First Descents also last year launched one of the world’s first “cause corporations.” The group’s Stoke Brokers — Tip: use quotes when Googling unless you want financial help with the stock market — offers customized, one-of-a-kind adventures for individuals and groups, with all profits supporting First Descents.

“It’s so cool when people recognize and celebrate the healing power of adventure,” says O’Donoghue. “We see it so often. Everyone who gets involved in supporting First Descents, they end up getting out more than they put in.”

Collins had never kayaked when she went to Hood River, Oregon, with First Descents in 2017. She had grown up playing outside, but her fondest memories of that week aren’t her own experiences but watching other cancer survivors enjoy first-ever outdoor adventures.

“First Descents puts you out there in nature and really challenges you,” says Collins, who regularly guides kids with cancer on climbing, skiing and biking trips. “So many participants have never done this stuff. They are outside in unpredictable elements and things they can’t really control and they are uncomfortable and challenged and doing something for the first time. It kind of mirrors their cancer journey, you know. We get into these situations where we feel fear and out of control and those are the same things you feel when you get diagnosed. But you face that fear and you get through it.”

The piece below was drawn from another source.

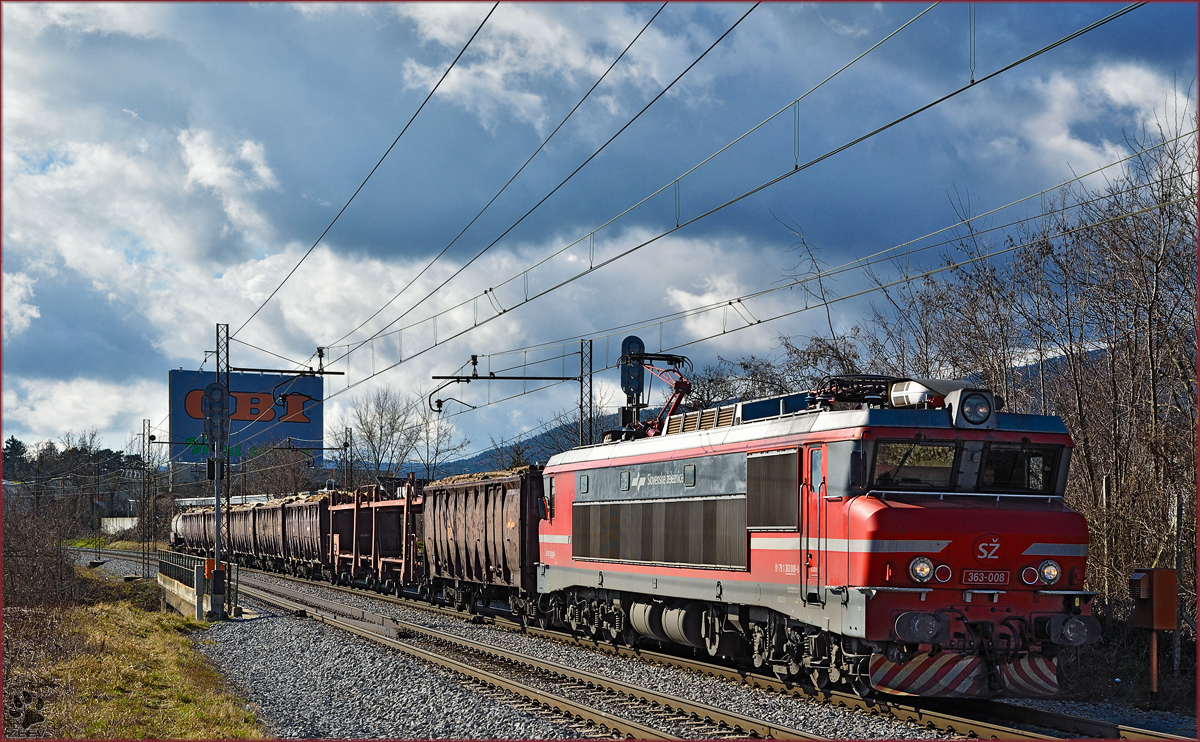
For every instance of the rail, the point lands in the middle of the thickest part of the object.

That is so empowering, says Friedmann, an accomplished skier who regained lost confidence and found friends for life during her stand-up paddling trip on the Colorado River a decade ago.

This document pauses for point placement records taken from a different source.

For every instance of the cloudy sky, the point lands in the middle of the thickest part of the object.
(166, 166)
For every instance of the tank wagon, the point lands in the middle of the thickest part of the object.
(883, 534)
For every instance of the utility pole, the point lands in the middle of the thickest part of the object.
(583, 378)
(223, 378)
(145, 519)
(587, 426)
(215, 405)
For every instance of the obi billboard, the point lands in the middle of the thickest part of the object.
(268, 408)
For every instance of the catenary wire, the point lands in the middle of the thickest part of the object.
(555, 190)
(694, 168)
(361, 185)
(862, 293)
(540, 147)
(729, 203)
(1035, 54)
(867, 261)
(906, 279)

“Overcoming physical challenges helps you overcome mental challenges,” says Friedmann, who works with Collins bringing kids with cancer on skiing, climbing and mountain biking trips. “When you can get outside and overcome something and go beyond your boundaries and open up and kind of push yourself, it will really help with other aspects in your life.”

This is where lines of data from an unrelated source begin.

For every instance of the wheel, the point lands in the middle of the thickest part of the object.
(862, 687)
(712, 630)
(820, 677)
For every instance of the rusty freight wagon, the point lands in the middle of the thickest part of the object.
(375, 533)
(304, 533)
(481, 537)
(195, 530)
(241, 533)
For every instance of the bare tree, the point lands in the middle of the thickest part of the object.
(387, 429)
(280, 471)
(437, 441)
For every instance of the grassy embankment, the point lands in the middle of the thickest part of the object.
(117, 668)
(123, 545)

Every participant in First Descents gets a nickname. It helps to shed identities tied to a disease and allows participants to maybe more quickly open up. Collins goes by “Dahl.” It has something to do with a lentil wrap she was eating when she first joined her paddling team in Oregon. Friedmann is “Leadfoot.” “I have a lot of tickets,” she says.

Hall goes by “Prez,” because he’s a leader. (A former advisor to Gov. John Hickenlooper and recent head of conservation policy for the Trust for Public Land, Hall soon will take over as executive director of the Colorado Outdoor Recreation Industry Office.)

Hall says his last decade working with First Descents “is really some of the most rewarding work I have ever done.” His story, he says, helps other young men open up about the isolation and emotional impacts that come with a cancer diagnosis.

“We need to talk about that and build connections with other people who are going through cancer,” he says, embracing his fellow First Descents alumni atop a windswept ridge at Silverton Mountain. “That’s what gets us through. Being able to connect and understand and share.”